Generation of cell-to-cell signals in quorum sensing: acyl homoserine lactone synthase activity of a purified Vibrio fischeri LuxI protein.

作者信息

Schaefer A L, Val D L, Hanzelka B L, Cronan J E, Greenberg E P

机构信息

Department of Microbiology, University of Iowa, Iowa City 52242, USA.

出版信息

Proc Natl Acad Sci U S A. 1996 Sep 3;93(18):9505-9. doi: 10.1073/pnas.93.18.9505.

Abstract

Many bacteria use acyl homoserine lactone signals to monitor cell density in a type of gene regulation termed quorum sensing and response. Synthesis of these signals is directed by homologs of the luxi gene of Vibrio fischeri. This communication resolves two critical issues concerning the synthesis of the V. fischeri signal. (i) The luxI product is directly involved in signal synthesis-the protein is an acyl homoserine lactone synthase; and (ii) the substrates for acyl homoserine lactone synthesis are not amino acids from biosynthetic pathways or fatty acid degradation products, but rather they are S-adenosylmethionine (SAM) and an acylated acyl carrier protein (ACP) from the fatty acid biosynthesis pathway. We purified a maltose binding protein-LuxI fusion polypeptide and showed that, when provided with the appropriate substrates, it catalyzes the synthesis of an acyl homoserine lactone.

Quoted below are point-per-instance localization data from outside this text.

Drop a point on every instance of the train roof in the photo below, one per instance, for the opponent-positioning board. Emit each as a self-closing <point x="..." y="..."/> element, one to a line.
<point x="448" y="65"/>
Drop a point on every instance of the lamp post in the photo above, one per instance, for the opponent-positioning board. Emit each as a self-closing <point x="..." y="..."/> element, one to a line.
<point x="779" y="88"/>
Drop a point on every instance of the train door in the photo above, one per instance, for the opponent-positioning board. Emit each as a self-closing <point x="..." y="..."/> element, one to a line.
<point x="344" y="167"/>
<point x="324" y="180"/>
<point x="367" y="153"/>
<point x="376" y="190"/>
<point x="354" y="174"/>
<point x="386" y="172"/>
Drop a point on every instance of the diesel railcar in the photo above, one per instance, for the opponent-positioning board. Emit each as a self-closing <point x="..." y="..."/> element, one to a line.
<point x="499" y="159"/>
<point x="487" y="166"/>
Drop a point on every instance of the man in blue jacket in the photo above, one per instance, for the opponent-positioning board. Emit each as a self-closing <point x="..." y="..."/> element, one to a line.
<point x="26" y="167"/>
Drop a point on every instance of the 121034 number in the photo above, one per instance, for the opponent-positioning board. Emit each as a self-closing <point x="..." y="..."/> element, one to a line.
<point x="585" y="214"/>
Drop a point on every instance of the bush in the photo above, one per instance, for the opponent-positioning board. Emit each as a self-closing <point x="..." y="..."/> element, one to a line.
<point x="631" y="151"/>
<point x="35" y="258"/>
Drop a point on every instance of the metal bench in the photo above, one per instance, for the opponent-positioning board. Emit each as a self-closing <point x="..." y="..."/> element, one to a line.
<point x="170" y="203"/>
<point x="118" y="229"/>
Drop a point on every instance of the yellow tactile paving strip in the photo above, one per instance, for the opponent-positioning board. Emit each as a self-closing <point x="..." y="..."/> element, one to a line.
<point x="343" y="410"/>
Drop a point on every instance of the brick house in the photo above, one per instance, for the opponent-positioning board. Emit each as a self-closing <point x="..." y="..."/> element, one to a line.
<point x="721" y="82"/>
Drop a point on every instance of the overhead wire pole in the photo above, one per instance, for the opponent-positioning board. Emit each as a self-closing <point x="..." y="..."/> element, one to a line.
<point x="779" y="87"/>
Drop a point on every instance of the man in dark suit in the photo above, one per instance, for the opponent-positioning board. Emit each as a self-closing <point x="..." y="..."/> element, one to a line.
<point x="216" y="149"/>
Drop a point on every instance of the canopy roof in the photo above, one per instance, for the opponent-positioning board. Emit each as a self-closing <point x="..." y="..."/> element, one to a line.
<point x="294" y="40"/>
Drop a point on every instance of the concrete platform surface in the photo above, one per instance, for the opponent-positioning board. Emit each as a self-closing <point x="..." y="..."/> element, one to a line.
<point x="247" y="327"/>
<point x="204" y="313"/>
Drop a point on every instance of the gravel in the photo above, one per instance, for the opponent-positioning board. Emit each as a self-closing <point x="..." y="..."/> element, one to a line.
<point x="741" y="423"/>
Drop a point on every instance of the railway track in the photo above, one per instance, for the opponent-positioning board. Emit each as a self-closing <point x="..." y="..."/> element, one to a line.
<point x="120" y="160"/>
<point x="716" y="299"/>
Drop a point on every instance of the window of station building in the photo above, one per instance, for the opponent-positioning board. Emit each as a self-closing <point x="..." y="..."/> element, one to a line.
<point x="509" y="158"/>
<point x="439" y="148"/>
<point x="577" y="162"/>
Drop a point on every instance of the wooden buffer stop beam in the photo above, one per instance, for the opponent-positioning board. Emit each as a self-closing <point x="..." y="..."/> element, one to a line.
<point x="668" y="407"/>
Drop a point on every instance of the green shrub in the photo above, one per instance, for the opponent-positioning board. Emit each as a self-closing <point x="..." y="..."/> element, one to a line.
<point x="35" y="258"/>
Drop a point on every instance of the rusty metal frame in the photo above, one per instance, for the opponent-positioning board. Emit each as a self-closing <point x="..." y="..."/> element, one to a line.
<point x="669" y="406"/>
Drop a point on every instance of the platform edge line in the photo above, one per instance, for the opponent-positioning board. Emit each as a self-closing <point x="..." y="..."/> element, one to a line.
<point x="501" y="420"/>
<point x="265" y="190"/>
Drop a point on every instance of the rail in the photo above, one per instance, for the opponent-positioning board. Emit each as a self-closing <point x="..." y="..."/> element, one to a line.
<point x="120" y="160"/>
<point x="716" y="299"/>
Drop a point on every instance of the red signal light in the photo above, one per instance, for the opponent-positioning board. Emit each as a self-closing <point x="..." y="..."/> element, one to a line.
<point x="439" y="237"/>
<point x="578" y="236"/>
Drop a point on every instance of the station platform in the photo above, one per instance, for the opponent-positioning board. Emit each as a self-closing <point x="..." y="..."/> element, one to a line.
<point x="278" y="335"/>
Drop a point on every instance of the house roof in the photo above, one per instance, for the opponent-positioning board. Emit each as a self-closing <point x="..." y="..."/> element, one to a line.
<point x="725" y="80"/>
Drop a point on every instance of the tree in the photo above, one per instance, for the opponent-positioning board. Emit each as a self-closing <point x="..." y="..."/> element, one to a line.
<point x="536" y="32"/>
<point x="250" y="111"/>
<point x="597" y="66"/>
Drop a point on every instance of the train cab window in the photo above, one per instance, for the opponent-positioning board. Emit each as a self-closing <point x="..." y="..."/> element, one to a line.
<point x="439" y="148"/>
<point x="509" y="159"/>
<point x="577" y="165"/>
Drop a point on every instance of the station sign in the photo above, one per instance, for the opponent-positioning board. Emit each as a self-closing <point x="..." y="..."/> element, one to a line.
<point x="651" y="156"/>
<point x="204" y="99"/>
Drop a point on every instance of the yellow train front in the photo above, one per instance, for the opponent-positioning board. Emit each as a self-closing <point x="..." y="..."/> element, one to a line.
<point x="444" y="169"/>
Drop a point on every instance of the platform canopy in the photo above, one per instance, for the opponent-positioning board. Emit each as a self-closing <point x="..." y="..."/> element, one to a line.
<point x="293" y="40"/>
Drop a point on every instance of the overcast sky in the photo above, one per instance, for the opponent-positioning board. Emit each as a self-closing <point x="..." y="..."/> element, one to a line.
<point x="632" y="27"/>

In V. fischeri, luxi directs the synthesis of N-(3-oxohexanoyl) homoserine lactone and hexanoyl homoserine lactone. The purified maltose binding protein-LuxI fusion protein catalyzes the synthesis of hexanoyl homoserine lactone from hexanoyl-ACP and SAM. There is a high level of specificity for hexanoyl-ACP over ACPs with differing acyl group lengths, and hexanoyl homoserine lactone was not synthesized when SAM was replaced with other amino acids, such as methionine, S-adenosylhomocysteine, homoserine, or homoserine lactone, or when hexanoyl-SAM was provided as the substrate. This provides direct evidence that the LuxI protein is an auto-inducer synthase that catalyzes the formation of an amide bond between SAM and a fatty acyl-ACP and then catalyzes the formation of the acyl homoserine lactone from the acyl-SAM intermediate.

摘要

许多细菌利用酰基高丝氨酸内酯信号来监测细胞密度,这是一种被称为群体感应和反应的基因调控类型。这些信号的合成由费氏弧菌luxI基因的同源物指导。本通讯解决了关于费氏弧菌信号合成的两个关键问题。(i)LuxI产物直接参与信号合成——该蛋白是一种酰基高丝氨酸内酯合酶;(ii)酰基高丝氨酸内酯合成的底物不是来自生物合成途径的氨基酸或脂肪酸降解产物,而是来自脂肪酸生物合成途径的S-腺苷甲硫氨酸(SAM)和酰化酰基载体蛋白(ACP)。我们纯化了一种麦芽糖结合蛋白-LuxI融合多肽,并表明,当提供合适的底物时,它催化酰基高丝氨酸内酯的合成。在费氏弧菌中,luxI指导N-(3-氧代己酰基)高丝氨酸内酯和己酰基高丝氨酸内酯的合成。纯化的麦芽糖结合蛋白-LuxI融合蛋白催化从己酰基-ACP和SAM合成己酰基高丝氨酸内酯。与具有不同酰基长度的ACP相比,对己酰基-ACP具有高度特异性,当SAM被其他氨基酸如甲硫氨酸、S-腺苷同型半胱氨酸、高丝氨酸或高丝氨酸内酯取代时,或者当提供己酰基-SAM作为底物时,不会合成己酰基高丝氨酸内酯。这提供了直接证据,证明LuxI蛋白是一种自诱导合酶,它催化SAM和脂肪酰基-ACP之间形成酰胺键,然后催化从酰基-SAM中间体形成酰基高丝氨酸内酯。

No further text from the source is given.